The worries about summer come at an extraordinarily complicated time for Chicago, which is facing parallel crises: a drastic spike in violent crime and a Police Department viewed with suspicion, even derision, in some neighborhoods.
Long-strained relations between the Chicago police and residents, especially African-Americans, boiled over after the November release of a dashboard camera video showing a white officer shooting a black teenager, Laquan McDonald, 16 times.
In the months afterward, Mr. Emanuel faced calls for his resignation, the police superintendent was fired and the Justice Department began an investigation into the Police Department’s practices. Last month, a task force appointed by Mr. Emanuel issued a scathing report saying that racism had contributed to a long pattern of institutional failures by the department and that the department had lost the trust of residents.
That mistrust, some here say, has made it harder to solve crimes on the streets: Witnesses and victims often choose not to share information with the police.
“People think that to get justice, they have to take the law into their own hands,” said the Rev. Marshall E. Hatch, the pastor of New Mount Pilgrim Missionary Baptist Church, on the West Side.
Some here expressed concern about focusing on preparations for violence on a particular weekend — Memorial Day or otherwise.
“The fact is that it’s constant and relentless, and that you don’t know when it’s going to happen,” said Dr. Kimberly Joseph, a trauma surgeon at John H. Stroger Jr. Hospital of Cook County, where some shooting victims are taken. “Try to imagine what it must be like for a 12-year-old trying to go to school every day and not knowing what’s going to happen.”

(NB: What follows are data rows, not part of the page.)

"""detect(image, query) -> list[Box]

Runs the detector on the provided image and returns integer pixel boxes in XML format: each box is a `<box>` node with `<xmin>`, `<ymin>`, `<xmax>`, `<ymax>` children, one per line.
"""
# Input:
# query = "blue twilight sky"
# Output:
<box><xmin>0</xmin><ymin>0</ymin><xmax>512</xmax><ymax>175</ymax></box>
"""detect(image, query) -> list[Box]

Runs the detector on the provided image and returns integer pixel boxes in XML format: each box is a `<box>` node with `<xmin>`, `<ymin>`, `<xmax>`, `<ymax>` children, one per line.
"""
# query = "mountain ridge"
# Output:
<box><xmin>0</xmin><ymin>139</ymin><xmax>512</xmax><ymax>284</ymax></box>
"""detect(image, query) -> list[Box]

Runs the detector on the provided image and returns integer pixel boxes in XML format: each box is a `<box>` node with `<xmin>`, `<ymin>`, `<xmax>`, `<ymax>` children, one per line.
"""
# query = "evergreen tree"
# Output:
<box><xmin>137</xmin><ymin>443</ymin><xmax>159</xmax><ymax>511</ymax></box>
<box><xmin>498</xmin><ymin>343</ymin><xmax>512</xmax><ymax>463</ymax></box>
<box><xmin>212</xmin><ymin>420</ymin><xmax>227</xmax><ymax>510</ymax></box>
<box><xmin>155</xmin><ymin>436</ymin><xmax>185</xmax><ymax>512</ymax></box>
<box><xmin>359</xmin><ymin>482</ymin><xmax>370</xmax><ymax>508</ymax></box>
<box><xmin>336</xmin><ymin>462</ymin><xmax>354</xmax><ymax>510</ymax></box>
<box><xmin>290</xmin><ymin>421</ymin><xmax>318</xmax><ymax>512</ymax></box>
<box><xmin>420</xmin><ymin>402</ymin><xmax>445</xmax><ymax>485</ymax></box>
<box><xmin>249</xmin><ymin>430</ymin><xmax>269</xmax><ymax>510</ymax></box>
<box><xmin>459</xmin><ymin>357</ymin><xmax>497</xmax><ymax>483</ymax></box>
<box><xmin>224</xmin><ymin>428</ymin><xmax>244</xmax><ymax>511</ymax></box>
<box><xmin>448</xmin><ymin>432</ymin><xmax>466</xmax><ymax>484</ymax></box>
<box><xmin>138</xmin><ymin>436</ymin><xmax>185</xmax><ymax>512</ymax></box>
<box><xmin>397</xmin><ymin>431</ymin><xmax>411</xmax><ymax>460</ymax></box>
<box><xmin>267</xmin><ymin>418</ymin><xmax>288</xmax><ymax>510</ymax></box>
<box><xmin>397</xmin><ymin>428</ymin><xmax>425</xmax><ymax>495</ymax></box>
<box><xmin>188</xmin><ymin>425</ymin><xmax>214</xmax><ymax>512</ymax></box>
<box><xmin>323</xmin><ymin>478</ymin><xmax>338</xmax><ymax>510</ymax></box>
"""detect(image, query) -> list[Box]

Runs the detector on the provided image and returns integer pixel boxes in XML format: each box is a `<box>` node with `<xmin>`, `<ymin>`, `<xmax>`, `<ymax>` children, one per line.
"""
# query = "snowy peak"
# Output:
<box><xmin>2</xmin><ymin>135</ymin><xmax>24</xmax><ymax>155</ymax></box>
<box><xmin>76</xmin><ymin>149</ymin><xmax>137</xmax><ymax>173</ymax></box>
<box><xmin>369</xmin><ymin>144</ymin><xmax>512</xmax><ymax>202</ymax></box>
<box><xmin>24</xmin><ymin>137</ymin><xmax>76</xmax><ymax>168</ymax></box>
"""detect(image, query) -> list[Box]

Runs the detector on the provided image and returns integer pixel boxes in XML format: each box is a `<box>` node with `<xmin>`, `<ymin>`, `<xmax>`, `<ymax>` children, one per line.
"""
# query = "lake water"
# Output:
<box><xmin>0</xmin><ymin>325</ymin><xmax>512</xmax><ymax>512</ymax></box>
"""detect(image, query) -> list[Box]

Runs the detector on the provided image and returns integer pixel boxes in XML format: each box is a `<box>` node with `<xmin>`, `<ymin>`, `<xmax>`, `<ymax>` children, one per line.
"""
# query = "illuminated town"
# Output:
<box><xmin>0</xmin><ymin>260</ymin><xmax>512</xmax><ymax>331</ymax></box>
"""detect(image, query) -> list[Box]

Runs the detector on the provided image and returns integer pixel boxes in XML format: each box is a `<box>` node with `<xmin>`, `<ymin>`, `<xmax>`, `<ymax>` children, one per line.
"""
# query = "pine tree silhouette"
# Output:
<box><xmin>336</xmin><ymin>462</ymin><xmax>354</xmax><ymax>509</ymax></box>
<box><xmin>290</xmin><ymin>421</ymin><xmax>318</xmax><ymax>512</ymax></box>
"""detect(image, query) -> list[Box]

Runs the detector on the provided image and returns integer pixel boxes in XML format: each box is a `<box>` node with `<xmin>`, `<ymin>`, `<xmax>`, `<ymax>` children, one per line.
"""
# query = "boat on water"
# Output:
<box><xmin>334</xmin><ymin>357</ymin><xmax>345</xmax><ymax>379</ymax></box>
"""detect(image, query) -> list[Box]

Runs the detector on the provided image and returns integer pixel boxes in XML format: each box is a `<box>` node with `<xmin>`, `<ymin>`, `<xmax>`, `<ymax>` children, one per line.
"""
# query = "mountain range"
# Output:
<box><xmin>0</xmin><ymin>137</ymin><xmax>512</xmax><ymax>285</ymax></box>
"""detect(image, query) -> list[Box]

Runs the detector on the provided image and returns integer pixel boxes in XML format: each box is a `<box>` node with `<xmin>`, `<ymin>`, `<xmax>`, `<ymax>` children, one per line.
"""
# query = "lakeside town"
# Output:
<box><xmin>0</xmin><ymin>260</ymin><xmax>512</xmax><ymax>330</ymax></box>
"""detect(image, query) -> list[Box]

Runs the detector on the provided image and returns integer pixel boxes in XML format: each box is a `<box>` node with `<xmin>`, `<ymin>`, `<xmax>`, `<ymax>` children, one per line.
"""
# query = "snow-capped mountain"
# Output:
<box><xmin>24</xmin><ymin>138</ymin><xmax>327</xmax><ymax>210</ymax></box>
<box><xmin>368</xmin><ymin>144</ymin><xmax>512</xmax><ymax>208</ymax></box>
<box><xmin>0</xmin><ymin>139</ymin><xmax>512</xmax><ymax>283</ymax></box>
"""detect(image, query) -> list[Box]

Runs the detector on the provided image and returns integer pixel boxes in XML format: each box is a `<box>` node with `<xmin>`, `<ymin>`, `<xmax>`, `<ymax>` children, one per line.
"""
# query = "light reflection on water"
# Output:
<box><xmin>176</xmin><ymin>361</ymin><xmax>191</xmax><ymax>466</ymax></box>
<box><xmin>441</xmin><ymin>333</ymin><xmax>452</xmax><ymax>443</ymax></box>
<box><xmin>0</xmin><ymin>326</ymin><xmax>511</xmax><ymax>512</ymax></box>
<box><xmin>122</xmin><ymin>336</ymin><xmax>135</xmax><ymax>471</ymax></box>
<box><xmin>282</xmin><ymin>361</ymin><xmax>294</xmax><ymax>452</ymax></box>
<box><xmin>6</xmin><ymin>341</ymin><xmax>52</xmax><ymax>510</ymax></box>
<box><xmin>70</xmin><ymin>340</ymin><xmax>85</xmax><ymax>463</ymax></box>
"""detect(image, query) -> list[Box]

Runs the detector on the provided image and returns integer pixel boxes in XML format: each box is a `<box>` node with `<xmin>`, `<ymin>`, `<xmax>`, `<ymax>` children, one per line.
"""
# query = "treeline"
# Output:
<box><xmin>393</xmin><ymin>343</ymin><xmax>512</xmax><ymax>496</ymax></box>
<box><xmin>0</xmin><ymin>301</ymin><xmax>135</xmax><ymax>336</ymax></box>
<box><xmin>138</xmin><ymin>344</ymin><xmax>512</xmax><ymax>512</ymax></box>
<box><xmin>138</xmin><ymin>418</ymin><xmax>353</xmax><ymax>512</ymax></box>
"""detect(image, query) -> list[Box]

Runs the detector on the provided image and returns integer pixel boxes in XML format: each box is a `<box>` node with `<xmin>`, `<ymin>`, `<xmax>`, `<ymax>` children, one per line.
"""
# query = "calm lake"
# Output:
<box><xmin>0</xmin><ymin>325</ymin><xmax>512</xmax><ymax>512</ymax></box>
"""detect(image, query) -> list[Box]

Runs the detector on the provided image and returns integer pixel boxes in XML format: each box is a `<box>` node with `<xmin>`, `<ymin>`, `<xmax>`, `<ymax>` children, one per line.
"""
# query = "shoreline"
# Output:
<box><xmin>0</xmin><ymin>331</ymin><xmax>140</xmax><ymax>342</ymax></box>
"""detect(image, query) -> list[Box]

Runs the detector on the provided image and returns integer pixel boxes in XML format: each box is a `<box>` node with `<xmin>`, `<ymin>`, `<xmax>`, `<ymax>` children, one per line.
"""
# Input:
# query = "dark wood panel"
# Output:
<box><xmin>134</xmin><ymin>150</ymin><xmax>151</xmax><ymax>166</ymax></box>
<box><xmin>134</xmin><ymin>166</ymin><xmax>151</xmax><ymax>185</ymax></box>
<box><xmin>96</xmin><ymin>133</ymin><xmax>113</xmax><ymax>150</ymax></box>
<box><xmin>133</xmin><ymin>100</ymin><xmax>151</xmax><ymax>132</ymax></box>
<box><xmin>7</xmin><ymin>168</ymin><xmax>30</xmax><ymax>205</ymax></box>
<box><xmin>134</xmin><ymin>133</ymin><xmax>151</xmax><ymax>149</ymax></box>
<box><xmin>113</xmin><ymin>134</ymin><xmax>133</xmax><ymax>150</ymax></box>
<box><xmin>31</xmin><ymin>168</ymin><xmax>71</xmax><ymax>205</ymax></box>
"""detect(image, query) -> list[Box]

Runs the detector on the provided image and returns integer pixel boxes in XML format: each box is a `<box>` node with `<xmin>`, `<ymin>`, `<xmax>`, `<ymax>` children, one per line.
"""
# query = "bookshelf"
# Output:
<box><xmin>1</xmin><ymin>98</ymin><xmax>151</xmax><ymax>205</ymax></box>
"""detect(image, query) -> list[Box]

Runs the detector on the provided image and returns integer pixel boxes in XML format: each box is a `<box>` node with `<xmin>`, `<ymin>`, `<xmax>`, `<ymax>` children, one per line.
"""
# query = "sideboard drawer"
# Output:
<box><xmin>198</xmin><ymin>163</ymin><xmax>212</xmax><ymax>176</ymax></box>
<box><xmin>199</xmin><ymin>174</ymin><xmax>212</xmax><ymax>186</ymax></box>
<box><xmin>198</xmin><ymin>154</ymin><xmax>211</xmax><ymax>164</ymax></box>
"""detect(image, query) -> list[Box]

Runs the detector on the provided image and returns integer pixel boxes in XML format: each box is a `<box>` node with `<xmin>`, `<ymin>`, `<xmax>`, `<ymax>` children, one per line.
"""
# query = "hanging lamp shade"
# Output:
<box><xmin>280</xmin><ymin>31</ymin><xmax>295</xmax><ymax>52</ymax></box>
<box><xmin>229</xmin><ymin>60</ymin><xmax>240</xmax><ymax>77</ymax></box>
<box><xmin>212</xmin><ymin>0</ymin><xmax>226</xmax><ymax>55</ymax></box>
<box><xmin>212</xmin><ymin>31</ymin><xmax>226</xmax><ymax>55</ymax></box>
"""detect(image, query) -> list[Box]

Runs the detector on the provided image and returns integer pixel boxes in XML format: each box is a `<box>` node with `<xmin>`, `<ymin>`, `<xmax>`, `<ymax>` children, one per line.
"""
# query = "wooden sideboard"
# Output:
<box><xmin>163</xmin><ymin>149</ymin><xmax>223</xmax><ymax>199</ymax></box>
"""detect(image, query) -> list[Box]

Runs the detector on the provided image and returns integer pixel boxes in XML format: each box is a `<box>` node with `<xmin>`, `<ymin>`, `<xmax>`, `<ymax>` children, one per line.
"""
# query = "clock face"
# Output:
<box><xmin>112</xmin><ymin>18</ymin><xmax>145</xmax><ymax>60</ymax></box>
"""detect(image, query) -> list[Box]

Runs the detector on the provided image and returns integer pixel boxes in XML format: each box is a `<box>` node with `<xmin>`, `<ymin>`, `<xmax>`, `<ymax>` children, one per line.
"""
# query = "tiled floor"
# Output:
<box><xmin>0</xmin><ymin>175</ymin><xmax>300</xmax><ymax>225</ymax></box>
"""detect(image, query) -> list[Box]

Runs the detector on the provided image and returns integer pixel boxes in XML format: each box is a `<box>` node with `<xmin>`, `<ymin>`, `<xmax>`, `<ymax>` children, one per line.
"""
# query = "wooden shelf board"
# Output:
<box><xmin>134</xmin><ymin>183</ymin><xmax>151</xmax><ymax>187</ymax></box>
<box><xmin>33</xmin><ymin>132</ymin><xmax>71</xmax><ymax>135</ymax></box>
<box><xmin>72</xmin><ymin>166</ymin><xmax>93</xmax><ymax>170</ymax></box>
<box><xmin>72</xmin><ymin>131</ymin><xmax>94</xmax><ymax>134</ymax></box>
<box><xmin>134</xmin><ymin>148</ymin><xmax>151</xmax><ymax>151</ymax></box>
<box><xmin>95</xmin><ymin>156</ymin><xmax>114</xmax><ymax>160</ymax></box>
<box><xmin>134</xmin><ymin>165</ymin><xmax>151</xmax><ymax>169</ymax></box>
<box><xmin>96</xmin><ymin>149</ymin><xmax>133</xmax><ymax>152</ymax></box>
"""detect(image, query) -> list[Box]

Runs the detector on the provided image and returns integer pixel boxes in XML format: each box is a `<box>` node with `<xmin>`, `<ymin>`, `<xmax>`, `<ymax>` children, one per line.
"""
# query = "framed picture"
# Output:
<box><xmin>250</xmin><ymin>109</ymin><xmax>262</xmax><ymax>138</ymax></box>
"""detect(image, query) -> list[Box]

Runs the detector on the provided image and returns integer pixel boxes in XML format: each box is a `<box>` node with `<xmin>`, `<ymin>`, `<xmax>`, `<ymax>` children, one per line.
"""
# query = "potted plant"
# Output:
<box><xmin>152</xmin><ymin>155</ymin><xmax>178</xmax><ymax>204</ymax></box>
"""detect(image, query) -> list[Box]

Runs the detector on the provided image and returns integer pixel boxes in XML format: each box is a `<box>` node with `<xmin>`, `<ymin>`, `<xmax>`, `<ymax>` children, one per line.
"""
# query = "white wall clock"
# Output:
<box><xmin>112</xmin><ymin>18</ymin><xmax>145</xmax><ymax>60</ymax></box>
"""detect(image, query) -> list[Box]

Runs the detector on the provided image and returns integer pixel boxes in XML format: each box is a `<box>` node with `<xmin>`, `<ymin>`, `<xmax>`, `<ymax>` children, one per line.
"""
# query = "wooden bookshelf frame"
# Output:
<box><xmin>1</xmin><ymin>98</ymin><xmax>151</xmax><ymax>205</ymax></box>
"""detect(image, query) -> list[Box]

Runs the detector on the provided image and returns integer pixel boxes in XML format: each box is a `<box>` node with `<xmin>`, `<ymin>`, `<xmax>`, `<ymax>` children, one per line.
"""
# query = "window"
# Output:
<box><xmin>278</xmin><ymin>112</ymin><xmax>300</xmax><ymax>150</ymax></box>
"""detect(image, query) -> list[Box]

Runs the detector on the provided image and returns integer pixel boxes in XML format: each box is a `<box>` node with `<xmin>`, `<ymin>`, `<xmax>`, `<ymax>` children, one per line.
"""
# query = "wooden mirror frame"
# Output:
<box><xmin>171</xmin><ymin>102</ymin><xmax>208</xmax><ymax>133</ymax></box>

No one knows for sure why Chicago’s violence has increased this year, but the police say it is largely the result of a small number of people involved with the city’s increasingly splintered set of gangs, and a rising number of disputes playing out on social media. A new area of concern is shootings along the expressways, where the authorities say gang feuds are spilling out of the neighborhoods. There have been 20 shootings along Chicago-area expressways this year, the police said, and no arrests.
“This has all amped up from what I’ve ever seen,” Father Pfleger said. “There’s a boiling point, and guns have become part of America’s wardrobe. People out here presume everyone has one, and they’ll tell you, ‘I’m going to draw mine before I get laid down.’ ”
Chicago’s population of 2.7 million is nearly equally split among whites, blacks and Hispanics, but most of the shootings have taken place in black and Hispanic neighborhoods on the city’s South and West Sides, and the majority of the victims have been African-American.
For many who live in these neighborhoods, a recent poll showed, crime and gangs have become overriding concerns. More than 20 people under 18 have been killed this year. A number of bystanders have also been shot. Zarriel Trotter, 13, who appeared in an anti-violence video last year, was injured by a stray bullet in March.
Janaé Bonsu, the national public policy chairwoman for Black Youth Project 100, said she was hopeful that city leaders would address the increase in violence by investing more in community groups focused on better jobs and increased educational opportunities, rather than just bolstering the police.
“The City Council, the mayor, nobody is being brave enough to say that maybe our efforts are concentrated in the wrong place,” Ms. Bonsu said. “When you don’t have much going for yourself, whether it be work, whether it be school, your options are on the block.”